The finding hinges on completely ignoring factors that employers consider when setting pay — factors such as occupation, education, experience and hours. When such measurable factors are taken into account, the “gap” all but disappears. For example, a 2009 Department of Labor study estimated a 5- to 7-cent gap. A payscale.com study last year found a mere 2-cent adjusted pay gap.

But even those adjusted pay gaps aren’t necessarily the result of discrimination. Harder-to-measure factors such as differences in workplace flexibility and benefits likely account for some of the remaining gap.

Those harder-to-measure job factors would be the first to go under the Paycheck Fairness Act. Losing the option of flexible work schedules, teleworking, and family-friendly benefits would disproportionately hurt working mothers, who tend to place a higher value on those factors.  

The end desire of proponents of the Paycheck Fairness Act seems to be collective pay scales, similar to those established for the federal workforce or in union contracts.

But even the federal government has a 13 percent pay gap — attributed primarily to differences in occupational choices of men and women. And a study of unionized public transportation drivers found that women made 11 cents less on the dollar compared to men — the entirety of which was explained by women choosing to work less overtime and take more unpaid leave.  

What’s wrong with rigid pay scales? They are not amenable to today’s labor market. Unlike a 1950 assembly line where workers clocked in at 9 a.m. and out at 5 p.m., and all produced 20 widgets a day, fewer jobs today have exactly equal functions or outputs.  

Moreover, fixed-pay regimes don’t let employers offer flexibility or rewards for extra effort. Instead, they create less productive and often frustrating work environments.

Take the federal pay system, which is based almost entirely on title and tenure.
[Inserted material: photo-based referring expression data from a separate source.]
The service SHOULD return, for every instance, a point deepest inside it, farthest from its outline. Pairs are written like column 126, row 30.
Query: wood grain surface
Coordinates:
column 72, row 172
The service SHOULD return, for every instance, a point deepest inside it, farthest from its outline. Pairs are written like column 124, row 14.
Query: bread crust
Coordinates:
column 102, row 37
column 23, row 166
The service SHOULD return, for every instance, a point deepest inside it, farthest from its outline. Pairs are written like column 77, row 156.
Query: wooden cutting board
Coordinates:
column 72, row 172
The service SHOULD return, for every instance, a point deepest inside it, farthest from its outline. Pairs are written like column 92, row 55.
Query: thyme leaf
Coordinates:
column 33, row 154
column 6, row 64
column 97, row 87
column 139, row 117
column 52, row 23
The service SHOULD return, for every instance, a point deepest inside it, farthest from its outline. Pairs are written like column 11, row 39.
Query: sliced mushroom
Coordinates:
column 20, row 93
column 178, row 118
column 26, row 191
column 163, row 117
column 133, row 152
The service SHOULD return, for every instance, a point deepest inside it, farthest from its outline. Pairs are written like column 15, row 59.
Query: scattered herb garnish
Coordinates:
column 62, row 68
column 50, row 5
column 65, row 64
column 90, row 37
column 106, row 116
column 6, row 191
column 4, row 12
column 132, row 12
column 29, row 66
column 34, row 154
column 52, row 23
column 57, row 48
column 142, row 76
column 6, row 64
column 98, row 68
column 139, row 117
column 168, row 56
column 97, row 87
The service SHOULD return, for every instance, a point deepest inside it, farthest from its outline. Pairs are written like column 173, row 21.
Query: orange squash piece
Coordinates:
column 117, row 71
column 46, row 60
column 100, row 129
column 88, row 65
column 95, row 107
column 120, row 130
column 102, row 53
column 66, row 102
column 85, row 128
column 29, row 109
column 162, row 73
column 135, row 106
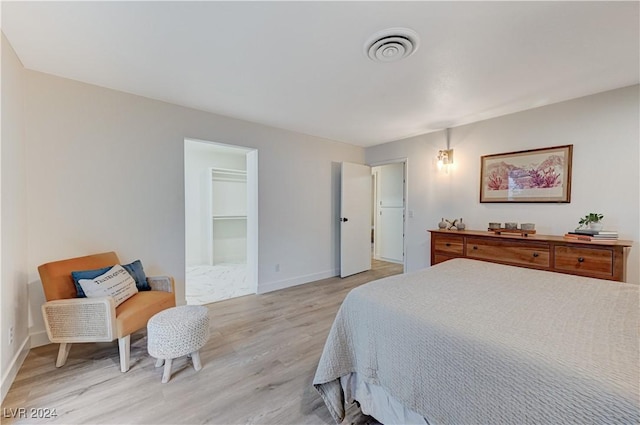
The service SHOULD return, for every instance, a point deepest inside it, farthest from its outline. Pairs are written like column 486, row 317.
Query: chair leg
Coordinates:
column 63, row 353
column 166, row 375
column 124, row 345
column 195, row 358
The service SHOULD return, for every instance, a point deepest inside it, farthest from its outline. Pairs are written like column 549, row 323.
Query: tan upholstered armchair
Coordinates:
column 69, row 319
The 2018 Federal Employee Viewpoint survey showed that only one of every four non-supervisory employees believes that pay raises depend on how well people do their jobs, and only 34 percent believe that promotions are based on merit or that differences in work are recognized in a meaningful way.

That’s not only a problem for workers who reap little benefit for excelling in their work. It’s bad for overall productivity, workers’ wages and the economy.
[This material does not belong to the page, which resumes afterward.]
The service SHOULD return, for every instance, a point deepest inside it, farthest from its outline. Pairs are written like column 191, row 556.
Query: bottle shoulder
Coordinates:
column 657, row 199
Studies show that rigid pay structures result in 6 to 10 percent lower pay and productivity compared to performance-based pay. The combination of lower productivity and significant compliance costs put a double-whammy on workers’ wages.
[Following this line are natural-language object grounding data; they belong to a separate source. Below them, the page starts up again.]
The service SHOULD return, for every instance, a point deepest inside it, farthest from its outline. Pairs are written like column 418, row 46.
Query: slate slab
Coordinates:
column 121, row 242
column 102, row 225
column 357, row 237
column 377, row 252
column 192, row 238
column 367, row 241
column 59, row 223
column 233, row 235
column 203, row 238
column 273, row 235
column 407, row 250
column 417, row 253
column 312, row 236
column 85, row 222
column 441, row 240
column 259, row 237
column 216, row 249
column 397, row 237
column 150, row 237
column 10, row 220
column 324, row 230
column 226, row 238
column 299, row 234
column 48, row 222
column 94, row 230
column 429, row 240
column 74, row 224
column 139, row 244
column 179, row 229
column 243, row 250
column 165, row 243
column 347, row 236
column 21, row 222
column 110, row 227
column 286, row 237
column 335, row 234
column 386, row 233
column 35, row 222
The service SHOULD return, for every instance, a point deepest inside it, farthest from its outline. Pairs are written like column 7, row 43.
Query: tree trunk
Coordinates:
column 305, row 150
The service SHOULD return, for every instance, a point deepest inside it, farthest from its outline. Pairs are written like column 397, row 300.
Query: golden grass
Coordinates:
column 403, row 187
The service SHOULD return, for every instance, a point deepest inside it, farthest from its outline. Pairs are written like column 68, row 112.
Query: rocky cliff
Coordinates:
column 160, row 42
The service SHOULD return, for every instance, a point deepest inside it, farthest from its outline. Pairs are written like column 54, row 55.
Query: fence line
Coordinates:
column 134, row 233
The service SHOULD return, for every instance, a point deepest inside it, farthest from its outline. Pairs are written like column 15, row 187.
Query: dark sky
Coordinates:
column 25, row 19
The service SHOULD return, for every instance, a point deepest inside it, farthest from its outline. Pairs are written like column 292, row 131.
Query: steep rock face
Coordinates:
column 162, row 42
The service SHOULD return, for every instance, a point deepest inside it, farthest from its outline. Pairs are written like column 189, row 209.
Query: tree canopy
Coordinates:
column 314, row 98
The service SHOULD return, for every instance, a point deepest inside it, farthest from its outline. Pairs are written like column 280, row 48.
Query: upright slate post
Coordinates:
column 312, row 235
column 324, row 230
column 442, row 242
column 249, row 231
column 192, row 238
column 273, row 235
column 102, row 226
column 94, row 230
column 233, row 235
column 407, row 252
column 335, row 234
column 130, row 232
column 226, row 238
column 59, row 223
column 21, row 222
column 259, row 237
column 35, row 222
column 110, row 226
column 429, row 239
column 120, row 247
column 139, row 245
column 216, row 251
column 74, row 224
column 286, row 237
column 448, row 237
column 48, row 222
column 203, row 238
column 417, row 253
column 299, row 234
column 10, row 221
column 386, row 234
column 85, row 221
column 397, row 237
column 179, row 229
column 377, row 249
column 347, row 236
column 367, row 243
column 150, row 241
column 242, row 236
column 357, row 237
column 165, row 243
And instead of higher pay, women and minorities likely would find it harder to get their foot in the door. Employers would be more reticent to hire women and minorities — especially those just re-entering the workforce — since they automatically would be included in future gender- or race-based class-action lawsuits.

The primary beneficiaries of the Paycheck Fairness Act would be trial lawyers who could data-mine through private employers’ pay information and then include all women in class-action lawsuits seeking unlimited damages.

At the end of the day, most workers just want to be paid based on the work they perform. The best way to achieve that is to let workers negotiate directly with their employers instead of having lawyers and judges scrutinize and second-guess the agreements that employers and workers make with each other.

Enacting laws that take away opportunities and choices for all workers is no way to help women. Lawmakers truly interested in helping women should take up policies that promote choice, such as the Working Families Flexibility Act and proposals to let workers choose who represents them in employer-employee negotiations. Moreover, state policymakers should eliminate unnecessary regulations that drive up the cost of child care.

All workers want and deserve equal pay for equal work, but having the government determine workers’ value and paychecks will result in equal pay for unequal work.